Characterization and forecast of global influenza subtype dynamics

Categories: Disease & Virus

March 12, 2026

FluNet data

FluNet publishes weekly global data on influenza testing by country, reporting the number of samples tested and their results—positive or negative—categorized by influenza A subtypes, B lineages and surveillance type (sentinel, non-sentinel or undefined) (‘Initial data processing’ in the Supplementary Information)^1,26. Here we use for brevity H1 for A/H1N1 and A/H1N1pdm and H3 for A/H3N2. For each country, we determine influenza B infections by summing B\Yamagata, B\Victoria and unspecified B samples. We grouped the prepandemic A/H1N1 and A/H1N1pdm. The unsubtyped influenza A samples were distributed between H1 and H3 according to the respective proportions of these subtypes among the subtyped A samples that week. If no A samples were subtyped that week, we looked at the proportions of H1 and H3 in the 5 weeks centred around the week or in the year. We aggregated influenza B, H1 and H3 samples over 1 year and calculated the respective percentages to define the relative abundance of the three influenza strains. Log-ratio transformations are not defined when any component equals zero. We thus replaced zeros with small values through a Geometric Bayesian-multiplicative treatment (‘Initial data processing’ in the Supplementary Information). The year considered in the analyses starts from week 17. As both the 2009 influenza and the COVID-19 pandemic began in spring, we set the year’s start in the spring to align southern temperate countries with northern temperate countries in terms of when the two pandemics affected the respective influenza seasons. The exact week was chosen by looking at global incidence profiles and minimizing the risk of splitting an epidemic across years (Supplementary Fig. 1).

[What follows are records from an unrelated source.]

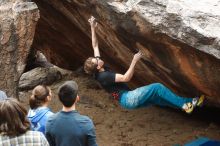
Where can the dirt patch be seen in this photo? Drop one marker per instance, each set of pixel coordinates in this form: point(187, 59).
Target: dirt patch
point(152, 126)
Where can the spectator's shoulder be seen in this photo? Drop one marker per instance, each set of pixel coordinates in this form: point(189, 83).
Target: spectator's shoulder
point(52, 117)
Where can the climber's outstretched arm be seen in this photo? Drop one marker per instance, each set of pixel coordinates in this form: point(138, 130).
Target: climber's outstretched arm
point(130, 72)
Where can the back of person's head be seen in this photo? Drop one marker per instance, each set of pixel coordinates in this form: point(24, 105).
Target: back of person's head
point(13, 121)
point(68, 93)
point(39, 96)
point(2, 95)
point(89, 66)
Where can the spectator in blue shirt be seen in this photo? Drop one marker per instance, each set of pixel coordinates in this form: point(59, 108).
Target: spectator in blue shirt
point(68, 127)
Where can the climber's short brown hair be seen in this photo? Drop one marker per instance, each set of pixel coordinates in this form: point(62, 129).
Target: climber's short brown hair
point(89, 66)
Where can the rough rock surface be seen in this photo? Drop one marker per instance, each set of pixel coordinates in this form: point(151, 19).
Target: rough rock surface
point(41, 76)
point(180, 39)
point(18, 20)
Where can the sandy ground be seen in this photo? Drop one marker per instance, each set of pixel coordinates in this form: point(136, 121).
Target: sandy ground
point(152, 126)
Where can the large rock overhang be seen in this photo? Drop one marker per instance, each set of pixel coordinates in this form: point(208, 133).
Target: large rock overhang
point(183, 57)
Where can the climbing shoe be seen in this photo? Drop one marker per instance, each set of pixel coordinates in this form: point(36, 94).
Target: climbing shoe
point(198, 101)
point(188, 107)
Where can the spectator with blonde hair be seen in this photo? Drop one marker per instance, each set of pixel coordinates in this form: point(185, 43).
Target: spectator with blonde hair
point(15, 127)
point(39, 112)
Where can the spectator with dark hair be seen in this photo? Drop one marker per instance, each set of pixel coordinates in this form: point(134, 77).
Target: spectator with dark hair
point(2, 95)
point(68, 127)
point(15, 127)
point(39, 112)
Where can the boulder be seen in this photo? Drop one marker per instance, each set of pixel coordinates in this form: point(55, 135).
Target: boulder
point(180, 39)
point(41, 76)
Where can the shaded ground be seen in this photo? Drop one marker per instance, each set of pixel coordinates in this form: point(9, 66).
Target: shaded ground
point(153, 126)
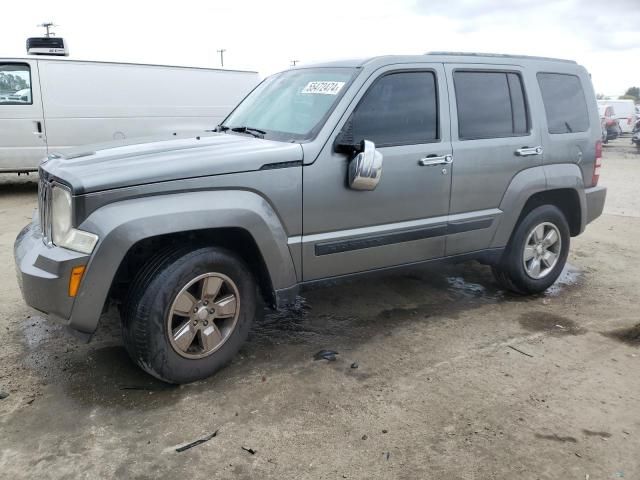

After verifying that subtypes’ proportions were similar in sentinel and non-sentinel data (Supplementary Fig. 2), we aggregated the data regardless of the surveillance type. In all analyses, we discarded countries/years with fewer than 50 positive samples. In the sensitivity analysis, we tested alternative datasets using a different cut-off week for the definition of the year (week 37 instead of 17) and a threshold of 500 cases instead of 50, for country inclusion. We also quantified the impact of the uncertainty on the subtype composition due to the sample size.

i.l.r. transformation

We provide here the exact expression of the i.l.r. transformation used to map compositions in unbounded euclidean coordinates. The three-component vectors of country/year subtype abundances (B%, H1% and H3%) were transformed into two-dimensional vectors (u, v) by using the following equations

$$\left\{\begin{array}{l}u=\sqrt{\frac{2}{3}}\mathrm{ln}\frac{\rm{B} \% }{\sqrt{{\rm{H}}1 \% \cdot {\rm{H}}3 \% }}\\ v=\sqrt{\frac{1}{2}}{\mathrm{ln}}\frac{{\rm{H}}1 \% }{{\rm{H}}3 \% }\end{array}\right..$$

(1)

Definition of the mixing score

The mixing score is defined as the distance between the point in the log-ratio plane (u, v), representing the subtype composition, and the boundary of the codominance region, taken with a positive sign when the point is within that region and with a negative sign otherwise. The boundary of the codominance region in the simplex is identified by the points (B%, H1% and H3%) for which one component corresponds to exactly 50%. As an example, the points such that H1% = 50%, are mapped by the i.l.r. transformation into the coordinates (u, v(u)) such that $v\left(u\right)=\sqrt{2}(\mathrm{ln}({{\rm{e}}}^{u\sqrt{3/2}}+\sqrt{{{\rm{e}}}^{u\sqrt{6}}+4})-\mathrm{ln}2)$.

Geographical predictors of annual trajectories of subtype compositions

We considered the 86 countries satisfying our inclusion criteria for the period 2010–2019. We defined the distances between pairs of country trajectories as the average Euclidean distance of the corresponding points in the (u,v) plane. We gathered the number of air-travel passengers between countries, countries’ average temperatures, relative humidities and influenza seasons, among the NH, the SH and YR. Then, we computed three continuous covariate matrices—the differences in temperatures and relative humidity and the air travel distance between country pairs⁶⁷—and one categorical variable matrix describing epidemic synchrony, where country pairs were synchronous, that is, NH–NH, SH–SH or YR–YR, asynchronous (that is, NH–SH) or semisynchronous (that is, SH–YR or NR–YR). We then tested the association between trajectory distance and covariates using both univariable and multivariable analysis. In the ‘Geographical patterns: additional methods’ of the Supplementary Information, we detail the data sources for covariates, the definition of covariates, the regression analyses and the sensitivity analyses performed.

Clustering of trajectories

We applied Ward’s linkage hierarchical clustering⁶⁸ to cluster countries with similar trajectories. Hierarchical clustering provides a hierarchy of nested partitions. We used the Silhouette coefficients⁶⁹ to choose the optimal number of clusters, that is, the level of hierarchy. The optimal partition grouped countries into two groups. Robustness checks and sensitivity analyses (including alternative clustering algorithms) are described in the ‘Robustness checks and sensitivity analyses’ of the Supplementary Information.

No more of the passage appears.